This article was published 08/05/2021 (1625 days ago), so information in it may no longer be current.

To what lengths will you go to hold onto a dream?

That question is at the heart of The Night Always Comes, the latest from Portland, Ore.-based novelist and musician Willy Vlautin.

When Lynette, a 30-year-old who works two jobs and then some to get by, has the chance to buy the 100-year-old house she, her mother and developmentally disabled older brother call home, she puts everything she has and more into achieving the goal. Part of her drive comes from trying to make amends for the hurt she has caused her mother over the years, while at the same time allowing her family to remain together in the only home they’ve ever known.
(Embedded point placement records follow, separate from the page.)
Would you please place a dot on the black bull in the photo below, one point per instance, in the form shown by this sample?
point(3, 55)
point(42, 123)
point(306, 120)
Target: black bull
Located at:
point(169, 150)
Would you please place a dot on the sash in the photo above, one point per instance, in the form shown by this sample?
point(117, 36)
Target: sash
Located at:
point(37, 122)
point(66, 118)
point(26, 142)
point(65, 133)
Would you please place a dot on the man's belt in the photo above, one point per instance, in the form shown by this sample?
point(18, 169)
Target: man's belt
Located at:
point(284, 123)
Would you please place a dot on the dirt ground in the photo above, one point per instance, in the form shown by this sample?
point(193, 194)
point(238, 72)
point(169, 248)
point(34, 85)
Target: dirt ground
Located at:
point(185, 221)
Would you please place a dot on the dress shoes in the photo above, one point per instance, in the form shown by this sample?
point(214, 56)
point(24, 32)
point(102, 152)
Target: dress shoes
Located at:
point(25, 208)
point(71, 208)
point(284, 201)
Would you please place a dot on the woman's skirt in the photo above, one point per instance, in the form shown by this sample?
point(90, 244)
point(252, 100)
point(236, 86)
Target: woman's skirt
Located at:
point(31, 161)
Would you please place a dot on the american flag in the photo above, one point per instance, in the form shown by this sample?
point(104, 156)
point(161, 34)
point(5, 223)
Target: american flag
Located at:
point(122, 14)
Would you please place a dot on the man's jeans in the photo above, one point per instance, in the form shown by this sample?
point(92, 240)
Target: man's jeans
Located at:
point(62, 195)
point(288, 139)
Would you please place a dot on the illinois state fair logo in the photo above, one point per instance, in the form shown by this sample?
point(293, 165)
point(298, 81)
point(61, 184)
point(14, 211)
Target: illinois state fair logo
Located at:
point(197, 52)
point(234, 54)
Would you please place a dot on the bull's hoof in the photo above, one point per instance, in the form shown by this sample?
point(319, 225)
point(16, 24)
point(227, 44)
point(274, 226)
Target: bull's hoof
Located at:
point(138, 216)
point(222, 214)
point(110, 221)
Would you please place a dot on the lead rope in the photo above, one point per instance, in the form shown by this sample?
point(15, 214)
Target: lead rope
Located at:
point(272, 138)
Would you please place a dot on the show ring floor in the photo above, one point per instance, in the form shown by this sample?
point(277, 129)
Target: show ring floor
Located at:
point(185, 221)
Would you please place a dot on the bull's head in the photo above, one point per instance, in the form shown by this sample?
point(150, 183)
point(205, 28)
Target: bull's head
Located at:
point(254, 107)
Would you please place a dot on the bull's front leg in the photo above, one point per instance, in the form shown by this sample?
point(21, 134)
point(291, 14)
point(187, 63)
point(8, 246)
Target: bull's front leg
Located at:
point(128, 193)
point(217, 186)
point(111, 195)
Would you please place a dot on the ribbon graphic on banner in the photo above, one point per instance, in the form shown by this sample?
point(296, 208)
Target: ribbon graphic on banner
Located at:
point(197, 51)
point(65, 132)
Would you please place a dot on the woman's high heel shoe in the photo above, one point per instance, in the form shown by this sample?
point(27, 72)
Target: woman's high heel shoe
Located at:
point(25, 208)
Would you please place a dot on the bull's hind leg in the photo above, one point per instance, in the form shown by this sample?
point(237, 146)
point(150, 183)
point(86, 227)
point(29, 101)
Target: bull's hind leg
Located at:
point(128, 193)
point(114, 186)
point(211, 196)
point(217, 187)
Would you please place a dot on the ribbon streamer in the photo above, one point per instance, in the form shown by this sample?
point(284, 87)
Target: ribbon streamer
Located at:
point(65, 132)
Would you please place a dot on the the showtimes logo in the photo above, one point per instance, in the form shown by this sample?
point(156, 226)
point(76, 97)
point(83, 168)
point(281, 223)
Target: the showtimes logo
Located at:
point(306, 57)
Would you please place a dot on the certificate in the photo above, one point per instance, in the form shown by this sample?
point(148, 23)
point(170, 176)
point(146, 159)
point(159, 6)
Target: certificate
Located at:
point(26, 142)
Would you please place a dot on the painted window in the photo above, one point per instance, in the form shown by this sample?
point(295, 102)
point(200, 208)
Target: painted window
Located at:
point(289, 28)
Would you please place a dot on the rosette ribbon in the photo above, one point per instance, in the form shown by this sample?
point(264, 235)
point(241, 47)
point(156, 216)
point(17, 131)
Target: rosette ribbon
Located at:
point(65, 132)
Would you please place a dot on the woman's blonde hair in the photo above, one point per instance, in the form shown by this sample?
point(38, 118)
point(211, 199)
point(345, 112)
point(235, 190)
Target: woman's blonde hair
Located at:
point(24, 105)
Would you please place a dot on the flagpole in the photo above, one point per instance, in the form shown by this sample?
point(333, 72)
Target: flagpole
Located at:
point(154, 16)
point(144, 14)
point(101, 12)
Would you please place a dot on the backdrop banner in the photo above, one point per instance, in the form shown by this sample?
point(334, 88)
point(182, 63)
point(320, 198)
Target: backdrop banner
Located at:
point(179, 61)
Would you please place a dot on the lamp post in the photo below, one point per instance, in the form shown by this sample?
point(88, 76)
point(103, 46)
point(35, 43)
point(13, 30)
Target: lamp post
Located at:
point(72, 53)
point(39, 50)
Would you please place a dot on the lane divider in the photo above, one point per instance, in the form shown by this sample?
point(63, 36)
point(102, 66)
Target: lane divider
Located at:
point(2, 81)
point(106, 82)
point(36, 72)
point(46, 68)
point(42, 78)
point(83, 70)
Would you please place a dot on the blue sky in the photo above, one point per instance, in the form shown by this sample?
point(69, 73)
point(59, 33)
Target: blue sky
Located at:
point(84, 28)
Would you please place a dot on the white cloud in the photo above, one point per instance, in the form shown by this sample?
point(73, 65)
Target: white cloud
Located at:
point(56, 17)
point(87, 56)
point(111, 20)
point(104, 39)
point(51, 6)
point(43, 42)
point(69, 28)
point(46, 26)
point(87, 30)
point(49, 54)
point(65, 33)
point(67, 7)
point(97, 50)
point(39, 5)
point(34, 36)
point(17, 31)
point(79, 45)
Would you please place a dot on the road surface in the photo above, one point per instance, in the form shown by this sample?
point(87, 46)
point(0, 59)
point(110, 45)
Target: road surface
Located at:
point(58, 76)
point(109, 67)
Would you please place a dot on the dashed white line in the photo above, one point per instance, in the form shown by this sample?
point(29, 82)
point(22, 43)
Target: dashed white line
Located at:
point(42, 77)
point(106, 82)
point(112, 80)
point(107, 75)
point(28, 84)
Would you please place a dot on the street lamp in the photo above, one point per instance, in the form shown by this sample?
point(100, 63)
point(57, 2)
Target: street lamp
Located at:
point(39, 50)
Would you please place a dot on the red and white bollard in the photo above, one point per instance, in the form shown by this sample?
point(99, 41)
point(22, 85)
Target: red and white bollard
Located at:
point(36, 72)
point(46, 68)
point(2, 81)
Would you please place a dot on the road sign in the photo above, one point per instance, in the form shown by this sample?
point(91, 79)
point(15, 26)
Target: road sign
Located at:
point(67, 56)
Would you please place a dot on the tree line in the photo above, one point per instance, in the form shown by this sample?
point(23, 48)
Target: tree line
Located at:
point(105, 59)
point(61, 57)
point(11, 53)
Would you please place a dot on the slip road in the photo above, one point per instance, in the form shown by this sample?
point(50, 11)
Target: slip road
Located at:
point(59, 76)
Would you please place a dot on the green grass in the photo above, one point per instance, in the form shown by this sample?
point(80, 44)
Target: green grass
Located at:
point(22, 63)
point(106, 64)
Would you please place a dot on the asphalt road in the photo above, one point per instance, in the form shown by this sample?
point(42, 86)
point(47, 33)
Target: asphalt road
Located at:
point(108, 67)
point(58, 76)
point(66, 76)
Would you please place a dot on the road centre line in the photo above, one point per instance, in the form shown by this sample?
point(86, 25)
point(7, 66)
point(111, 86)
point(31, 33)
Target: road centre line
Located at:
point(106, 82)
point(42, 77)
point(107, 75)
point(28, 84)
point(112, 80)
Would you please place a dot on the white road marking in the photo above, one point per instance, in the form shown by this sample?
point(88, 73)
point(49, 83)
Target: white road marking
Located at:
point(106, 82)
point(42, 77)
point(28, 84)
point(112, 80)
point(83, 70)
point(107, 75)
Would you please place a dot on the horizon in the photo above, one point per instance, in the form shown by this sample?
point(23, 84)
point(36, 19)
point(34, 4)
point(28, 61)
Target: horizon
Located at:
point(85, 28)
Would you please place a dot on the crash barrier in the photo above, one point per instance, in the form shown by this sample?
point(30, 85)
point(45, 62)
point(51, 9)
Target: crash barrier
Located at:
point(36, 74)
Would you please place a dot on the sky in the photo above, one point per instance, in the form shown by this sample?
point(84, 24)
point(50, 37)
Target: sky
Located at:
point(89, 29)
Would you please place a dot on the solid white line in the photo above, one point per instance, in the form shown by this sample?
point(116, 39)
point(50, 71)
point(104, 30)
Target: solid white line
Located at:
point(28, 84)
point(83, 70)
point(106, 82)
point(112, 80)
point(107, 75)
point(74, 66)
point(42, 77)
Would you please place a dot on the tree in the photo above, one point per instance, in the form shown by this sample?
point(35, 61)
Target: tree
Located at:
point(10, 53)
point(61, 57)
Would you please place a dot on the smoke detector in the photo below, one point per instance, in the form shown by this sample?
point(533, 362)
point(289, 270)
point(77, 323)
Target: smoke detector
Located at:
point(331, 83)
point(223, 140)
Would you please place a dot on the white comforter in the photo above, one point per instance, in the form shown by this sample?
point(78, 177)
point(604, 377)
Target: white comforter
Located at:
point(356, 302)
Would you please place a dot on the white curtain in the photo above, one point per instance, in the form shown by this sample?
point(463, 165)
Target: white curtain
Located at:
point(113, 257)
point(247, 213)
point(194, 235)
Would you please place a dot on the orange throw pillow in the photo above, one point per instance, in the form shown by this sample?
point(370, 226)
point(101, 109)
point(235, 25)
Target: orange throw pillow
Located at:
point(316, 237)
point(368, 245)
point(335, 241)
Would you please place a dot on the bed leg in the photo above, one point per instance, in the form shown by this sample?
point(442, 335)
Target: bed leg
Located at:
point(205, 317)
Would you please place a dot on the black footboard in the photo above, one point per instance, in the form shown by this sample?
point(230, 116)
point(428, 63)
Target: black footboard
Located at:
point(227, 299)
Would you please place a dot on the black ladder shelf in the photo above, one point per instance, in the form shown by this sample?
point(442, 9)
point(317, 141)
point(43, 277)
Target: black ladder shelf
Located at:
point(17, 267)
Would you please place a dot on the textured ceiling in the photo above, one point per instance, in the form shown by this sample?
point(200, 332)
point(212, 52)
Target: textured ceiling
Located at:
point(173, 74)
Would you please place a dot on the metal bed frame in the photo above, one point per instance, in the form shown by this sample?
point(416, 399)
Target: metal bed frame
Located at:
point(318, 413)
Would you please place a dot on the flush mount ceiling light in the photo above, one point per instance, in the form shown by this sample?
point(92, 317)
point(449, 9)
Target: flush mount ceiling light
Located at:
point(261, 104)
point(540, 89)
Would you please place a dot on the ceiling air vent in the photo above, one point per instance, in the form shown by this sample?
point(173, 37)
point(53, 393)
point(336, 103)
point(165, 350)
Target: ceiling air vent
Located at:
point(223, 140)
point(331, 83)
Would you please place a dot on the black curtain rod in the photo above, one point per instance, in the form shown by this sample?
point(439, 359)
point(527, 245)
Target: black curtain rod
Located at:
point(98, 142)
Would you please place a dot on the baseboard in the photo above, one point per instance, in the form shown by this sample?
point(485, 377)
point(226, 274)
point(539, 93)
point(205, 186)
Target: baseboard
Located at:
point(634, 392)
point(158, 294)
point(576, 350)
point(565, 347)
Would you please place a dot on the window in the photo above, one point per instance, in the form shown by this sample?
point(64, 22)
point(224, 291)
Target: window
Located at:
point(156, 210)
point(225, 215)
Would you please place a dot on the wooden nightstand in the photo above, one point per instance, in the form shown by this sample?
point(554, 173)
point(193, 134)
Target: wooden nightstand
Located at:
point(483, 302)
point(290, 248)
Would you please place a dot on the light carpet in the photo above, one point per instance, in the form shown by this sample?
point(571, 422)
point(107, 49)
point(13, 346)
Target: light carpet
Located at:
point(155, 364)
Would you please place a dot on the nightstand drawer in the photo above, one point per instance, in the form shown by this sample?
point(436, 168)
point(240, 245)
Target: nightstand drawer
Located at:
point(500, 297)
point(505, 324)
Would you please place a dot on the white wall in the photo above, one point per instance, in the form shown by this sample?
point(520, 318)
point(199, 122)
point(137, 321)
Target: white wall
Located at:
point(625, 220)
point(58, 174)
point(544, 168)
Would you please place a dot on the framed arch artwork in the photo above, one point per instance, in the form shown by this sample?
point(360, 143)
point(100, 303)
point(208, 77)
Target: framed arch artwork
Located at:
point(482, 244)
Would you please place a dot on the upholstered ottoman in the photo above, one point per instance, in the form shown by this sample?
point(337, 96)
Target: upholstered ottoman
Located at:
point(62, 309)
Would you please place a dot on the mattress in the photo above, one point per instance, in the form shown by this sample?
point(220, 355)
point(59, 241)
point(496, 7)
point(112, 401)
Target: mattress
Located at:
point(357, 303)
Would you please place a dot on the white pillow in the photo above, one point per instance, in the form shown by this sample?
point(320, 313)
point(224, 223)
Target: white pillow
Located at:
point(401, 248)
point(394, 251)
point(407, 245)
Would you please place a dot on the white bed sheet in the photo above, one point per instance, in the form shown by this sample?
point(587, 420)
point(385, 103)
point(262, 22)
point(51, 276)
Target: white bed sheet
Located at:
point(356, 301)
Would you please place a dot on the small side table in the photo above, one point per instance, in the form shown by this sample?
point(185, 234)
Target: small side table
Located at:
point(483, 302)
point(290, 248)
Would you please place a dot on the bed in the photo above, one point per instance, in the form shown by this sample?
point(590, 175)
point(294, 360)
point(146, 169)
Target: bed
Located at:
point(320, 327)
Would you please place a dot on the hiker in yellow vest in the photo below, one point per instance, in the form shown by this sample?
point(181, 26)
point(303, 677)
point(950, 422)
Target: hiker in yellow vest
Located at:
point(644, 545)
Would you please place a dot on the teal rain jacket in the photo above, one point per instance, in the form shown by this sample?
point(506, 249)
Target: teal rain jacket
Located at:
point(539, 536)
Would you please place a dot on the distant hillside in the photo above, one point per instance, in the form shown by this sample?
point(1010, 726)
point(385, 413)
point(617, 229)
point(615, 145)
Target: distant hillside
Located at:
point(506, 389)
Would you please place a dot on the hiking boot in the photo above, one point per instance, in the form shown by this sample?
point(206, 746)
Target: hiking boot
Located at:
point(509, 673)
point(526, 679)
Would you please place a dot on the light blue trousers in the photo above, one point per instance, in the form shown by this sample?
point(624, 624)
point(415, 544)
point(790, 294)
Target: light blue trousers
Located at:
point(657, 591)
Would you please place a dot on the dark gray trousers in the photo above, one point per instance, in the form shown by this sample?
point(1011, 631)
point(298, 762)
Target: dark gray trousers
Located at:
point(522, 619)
The papers are almost signed when her mother unexpectedly backs out of the deal. Desperation kicks in, and Lynette spends the next 48 hours calling in bad debts and trying to make the most of a handful of increasingly shady deals across the ever-wet backstreets and cold, dark corners of the Rose City.

Vlautin, who has won Oregon Book Awards for his novels Lean on Pete and The Free, is a master of dialogue who excels at creating down-on-their-luck characters who won’t give up, no matter what it costs them. In Lynette and her mother, Vlautin has created two vibrant women whose stubborn personalities contain contradictions, whose decisions are informed both by trauma and hope.

“What am I supposed to do?” Lynette’s mother pleads at a crucial point. “Go to college? Learn about computers? I’m old. So I guess I’m what you’d call a loser… Jesus, I’m a loser. But knowing it doesn’t change anything.”

Place has always played an important factor in Vlautin’s writing, so much so that the reader would be wise to consider Portland itself as a character in The Night Always Comes — one who, like Lynette, is beholden to the forces of capital.

“This city is changing so much so fast that I don’t know what to think,” Lynette tells her mother after spending the night driving throughout Portland. “There are streets I went to as a kid that don’t look anything like they did… We’re gonna get pushed out if we don’t buy.”

Yet while Vlautin’s Portland is resigned to its ongoing gentrification, Lynette has agency, which she makes full use of in pursuing her goal. The choices Lynette makes in The Night Always Comes lead her to reckon with her own morals, and put her safety at risk again and again.

But throughout, Lynette’s remains true to herself, and she is able to keep her street-smart wits about her, despite finding herself in increasingly dodgy situations. These choices keep the plot moving at a brisk clip throughout, while the moral and ethical dilemmas involved in navigating late-stage capitalism as a working-class person are so palpable the reader cannot help but feel crushed, like Lynette, under their weight.

The Night Always Comes is an engaging, empathetic northwest noir that grapples with the question of whether the American dream is still achievable for anyone living and working on the margins, or whether it’s been a lie going back all the way to when the Mayflower landed at Plymouth Rock.

Sheldon Birnie is a writer and reporter in Winnipeg.